Ann Arbor launches affordable housing waitlist website
In an effort to provide affordable housing options for Ann Arbor residents, the Washtenaw County Office of Community and Economic Development –– in partnership with the city of Ann Arbor –– launched a new affordable housing waitlist website Friday afternoon.
The website will feature properties with varying unit sizes and different requirements for income and rent restrictions. Currently, the website offers only one available property for this summer, but more properties are expected to be added each year.
Applicants will be able to complete a form asking for basic background information about their household to determine income eligibility. The waitlist is expected to open on July 27 at 1 p.m. and will operate on a first come, first serve basis, according to a press release.
Not all applicants approved for the waitlist will be guaranteed a unit, however. Once selected and qualified, applicants must also complete the properties application.
Teresa Gillotti, interim director of the OCED for Washtenaw County, said the city of Ann Arbor has put in place policies through their zoning ordinance and Brownfield Redevelopment Policy that provide incentives for affordable development. This website, Gillotti further explained, will provide a venue for the city to market these affordable housing options to local residents.
“We took the opportunity to rethink how we're basically marketing any of these units that come online through these tools like the incentives or the zoning,” Gillotti said. “What we want to do is do a website and an online waitlist so that we can push it out as broadly as we can and make sure that a lot of people were aware of it, had the opportunity to apply for those units and have a chance to live in an affordable unit in downtown Ann Arbor.”
Brownfields are previously developed locations that experience difficulties in redevelopment due to the presence of contamination. The Brownfield Redevelopment Policy, which was passed in 2019, requires projects to make 15 percent of their units affordable to those making 60 percent or less of the area median income, among other requirements, in order to receive tax incentives.

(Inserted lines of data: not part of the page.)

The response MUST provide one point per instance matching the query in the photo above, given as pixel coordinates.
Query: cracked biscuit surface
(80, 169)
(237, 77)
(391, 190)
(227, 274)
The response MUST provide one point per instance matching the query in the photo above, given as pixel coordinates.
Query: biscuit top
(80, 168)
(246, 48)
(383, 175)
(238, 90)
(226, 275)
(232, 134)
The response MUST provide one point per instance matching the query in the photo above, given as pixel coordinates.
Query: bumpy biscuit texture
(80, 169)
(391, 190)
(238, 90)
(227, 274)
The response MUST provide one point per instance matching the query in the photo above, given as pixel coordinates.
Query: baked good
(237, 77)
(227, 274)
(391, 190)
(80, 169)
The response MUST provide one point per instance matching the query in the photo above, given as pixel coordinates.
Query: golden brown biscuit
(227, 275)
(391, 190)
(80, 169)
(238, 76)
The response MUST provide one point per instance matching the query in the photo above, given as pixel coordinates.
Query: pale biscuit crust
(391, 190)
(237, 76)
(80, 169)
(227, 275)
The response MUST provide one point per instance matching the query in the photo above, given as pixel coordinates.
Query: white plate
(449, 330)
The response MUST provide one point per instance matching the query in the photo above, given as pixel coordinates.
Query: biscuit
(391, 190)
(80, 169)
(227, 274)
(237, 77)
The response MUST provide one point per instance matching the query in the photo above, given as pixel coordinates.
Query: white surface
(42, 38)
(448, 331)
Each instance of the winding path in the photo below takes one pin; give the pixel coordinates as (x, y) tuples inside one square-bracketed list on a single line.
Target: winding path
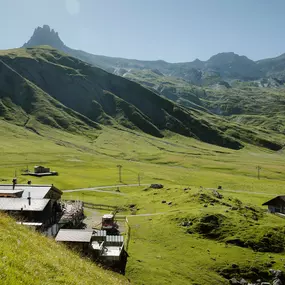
[(100, 189)]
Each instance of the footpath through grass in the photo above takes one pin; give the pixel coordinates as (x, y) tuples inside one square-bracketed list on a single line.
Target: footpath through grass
[(162, 251)]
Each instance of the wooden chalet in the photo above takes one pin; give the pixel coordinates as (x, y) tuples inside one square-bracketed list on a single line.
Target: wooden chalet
[(32, 205), (276, 205)]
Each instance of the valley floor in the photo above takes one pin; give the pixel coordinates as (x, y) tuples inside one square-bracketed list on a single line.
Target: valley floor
[(161, 250)]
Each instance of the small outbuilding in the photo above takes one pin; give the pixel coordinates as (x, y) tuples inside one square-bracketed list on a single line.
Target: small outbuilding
[(76, 239), (276, 205)]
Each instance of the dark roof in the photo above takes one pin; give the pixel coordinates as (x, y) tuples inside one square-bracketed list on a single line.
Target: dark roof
[(18, 204), (99, 233), (74, 235), (36, 191), (274, 201)]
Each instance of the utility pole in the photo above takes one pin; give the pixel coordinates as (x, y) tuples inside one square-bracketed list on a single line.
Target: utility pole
[(120, 172), (258, 171)]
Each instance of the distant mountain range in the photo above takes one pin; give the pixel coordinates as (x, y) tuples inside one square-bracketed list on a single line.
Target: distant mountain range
[(223, 66), (47, 83)]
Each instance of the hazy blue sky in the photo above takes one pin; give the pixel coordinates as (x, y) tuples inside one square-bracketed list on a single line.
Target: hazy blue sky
[(173, 30)]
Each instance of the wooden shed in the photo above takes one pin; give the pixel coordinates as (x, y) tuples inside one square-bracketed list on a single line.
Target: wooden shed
[(276, 205)]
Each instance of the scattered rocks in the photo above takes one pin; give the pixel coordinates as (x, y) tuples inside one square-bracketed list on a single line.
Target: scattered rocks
[(156, 186), (186, 224), (217, 194), (278, 279)]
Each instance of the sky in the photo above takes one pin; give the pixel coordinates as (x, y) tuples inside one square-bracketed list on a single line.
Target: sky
[(171, 30)]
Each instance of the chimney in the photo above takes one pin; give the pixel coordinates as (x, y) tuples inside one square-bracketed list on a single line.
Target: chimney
[(14, 182), (29, 198)]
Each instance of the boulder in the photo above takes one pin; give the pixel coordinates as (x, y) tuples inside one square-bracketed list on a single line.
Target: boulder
[(156, 186), (234, 281)]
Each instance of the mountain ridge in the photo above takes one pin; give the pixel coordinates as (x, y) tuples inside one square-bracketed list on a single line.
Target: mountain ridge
[(64, 91), (223, 66)]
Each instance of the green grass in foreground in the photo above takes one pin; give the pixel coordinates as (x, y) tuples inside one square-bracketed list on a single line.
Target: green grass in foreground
[(161, 250), (29, 258)]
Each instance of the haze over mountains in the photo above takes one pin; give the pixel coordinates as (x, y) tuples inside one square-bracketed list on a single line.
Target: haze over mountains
[(40, 84), (223, 66)]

“The city gave an incentive to this developer for the property and to do these affordable units, and so (this) one place allows us to make sure that they're renting to people that meet the right incomes, (and) also allows us to market it more broadly,” Gillotti said. “So I think it's a combination of maybe matchmaking — to make sure that people who are income qualified then get matched with the available units — and make sure that the property managers and the owners are meeting the requirements that were set out in the agreements between the city and the developer.”